With inflation accelerating "it becomes increasingly difficult to argue against an ECB hike in July," said Carsten Brzeski, an economist at ING Group in Brussels, Belgium. "However, we still believe that a July rate hike would be a one-off, mainly to flaunt the ECB's willingness to fight any second-round effects."
The euro was up 0.6 percent to US$1.5467 against the dollar at 11:50am in London yesterday, close to its high for the day of US$1.5474.
Food-price inflation accelerated to 6.4 percent in May from 6 percent in April, while energy prices rose 13.7 percent from a year earlier, up from a 10.8-percent increase the previous month, the statistics office said.
High food prices "are here to stay" as governments divert resources to make biofuels, amass stockpiles and limit exports, Peter Brabeck-Letmathe, chairman of Nestle SA, the world's largest food company, said yesterday.
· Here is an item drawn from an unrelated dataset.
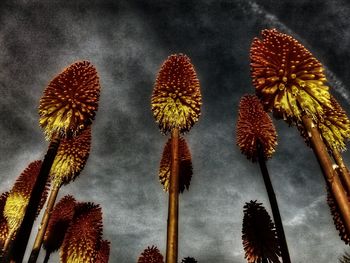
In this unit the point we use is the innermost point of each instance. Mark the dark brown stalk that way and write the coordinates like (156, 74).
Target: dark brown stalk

Food prices "will establish themselves on a higher level but not at the peaks we have seen in some weeks," he said.
The core rate of inflation, which excludes volatile food and energy costs, rose to 1.7 percent in May from 1.6 percent in April, according to Bloomberg News.
The ECB, which signaled the possible interest-rate increase on June 5, is concerned about the emergence of second-round effects, when consumers and companies seek compensation for higher costs by pushing up salaries, their own prices, fanning inflation.
"We have to remain extremely careful to avoid a wage and inflation spiral, which would not be in the interests of anyone, starting with the workers of Europe," said Amelia Torres, spokeswoman for EU Economic and Monetary Affairs Commissioner Joaquin Almunia.
European labor costs rose 3.3 percent in the first quarter.